Kozol’s talk in Alumni Auditorium (Johnson Hall, Room 200) is free and open to the public. His speech will focus on the racial and economic inequities present in our K-12 public school system, the challenges they present to teachers, and the implications for America’s standing as a global leader.
Kozol is best known for his books, most notably Death at an Early Age, the best-selling Amazing Grace: Lives of Children and the Conscience of a Nation, and The Shame of the Nation, which have chronicled the often negligible effects of anti-segregation legislation through the years in public education. The Chicago Sun-Times has called the former Rhodes Scholar "today’s most eloquent spokesman for America’s disenfranchised."

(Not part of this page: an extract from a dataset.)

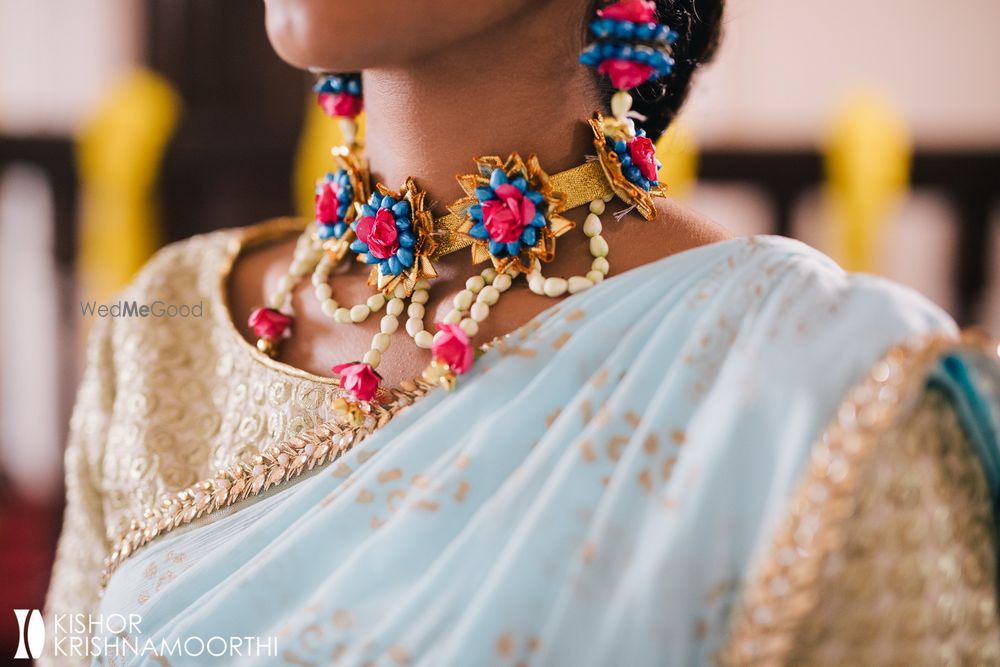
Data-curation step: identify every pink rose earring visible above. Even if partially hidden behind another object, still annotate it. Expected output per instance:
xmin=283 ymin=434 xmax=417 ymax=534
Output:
xmin=579 ymin=0 xmax=674 ymax=218
xmin=312 ymin=71 xmax=363 ymax=149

His work has had a profound effect on teaching strategy at all levels. Kozol speaks out against "teaching to the test", arguing that students should be challenged critically and not treated like numbers. Many schools and universities issue Kozol’s books as required reading for future teachers.
Kozol’s works have been awarded the Robert F. Kennedy Book Award, the Conscience in Media Award of the American Society of Journalists and Authors, and the National Book Award in Science, Philosophy, and Religion.
Additionally, Amazing Grace was awarded the Ainsfield-Wolf Book Award, previously given to the works of Dr. Martin Luther King and Langston Hughes. Amazing Grace, about Kozol’s visits to the South Bronx, was hailed by scholars as a classic and praised by Nobel Laureates Toni Morrison and Elie Wiesel.